Most everybody at the party gathered around to watch the game, but before it started, Elroy announced that it was "the first annual pre-Super Bowl drunk-stoned two
-
below game, bringing together the gentlemanly, suave New York Giants and the fuck-head New York Jets."

Well, we played for a while. But it wasn't much of a contest since we let the fags be the passers and the receivers while me and Shake and Dreamer and Boyce just groveled around on the ground, play-blocking and falling down a lot, and ruining our clothes, and laughing and grunting and piling on each other while the fags tried in earnest to injure the girls.

We made up some truly brilliant plays, though.

One of them was Tits Go Long.

Another one was Piss to Daylight. That was for Nancy.

I think the Jets won, if you're truly interested in the outcome.

It was mainly because Linda the Stew occupied the better part of our defense

like me and Shake and Elroy

when she ran a pass route. We sure did commit some interference.

The party, by the way, is still in progress for some, even as I'm still sitting here in the living room of our palatial suite on Super Bowl morning looking at what's now left of my various remedies for headaches and remorse.

We all came home after the Super Bowl touch game, which sort of straightened out our heads. I guess I've slept about two hours.

I hope
T.J.
got home. We made Nancy the Nurse promise to see that he got here after he woke up and went and pissed on her all he could in the marble bathtub. When
T.J.
doesn't get home until daylight, Donna Lou has a tendency to worry. Of course, that's if Donna Lou's home by then.

Boyce Cayce left the party with a fairly shopworn debutante who said she lived in the Valley and would have enough money pretty soon to go straight and open up her own beauty parlor.

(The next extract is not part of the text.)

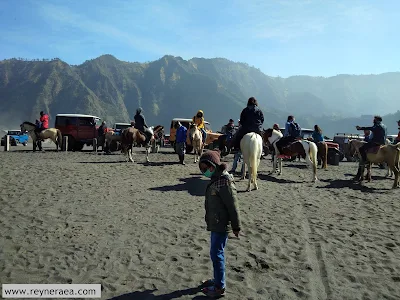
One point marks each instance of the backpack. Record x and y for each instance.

Dreamer Tatum left with Linda the Stew, as you might have suspected. Linda was very excited about it. She said that if she lived to be thirty or even thirty-five, she would probably never have another night when she got to have it popped in her by a famous recording artist and a famous cornerback.

Elroy told Dreamer, "You better be an All-Pro in the rack, son, because you done got hold of yourself a po-ran-ah fish."

I hope filthy little Linda has worn Dreamer's ass full out by now. I really hope so.

And I guess with that thought in mind, this is as good a time as any to say that the hour of truth has finally arrived for Billy Clyde.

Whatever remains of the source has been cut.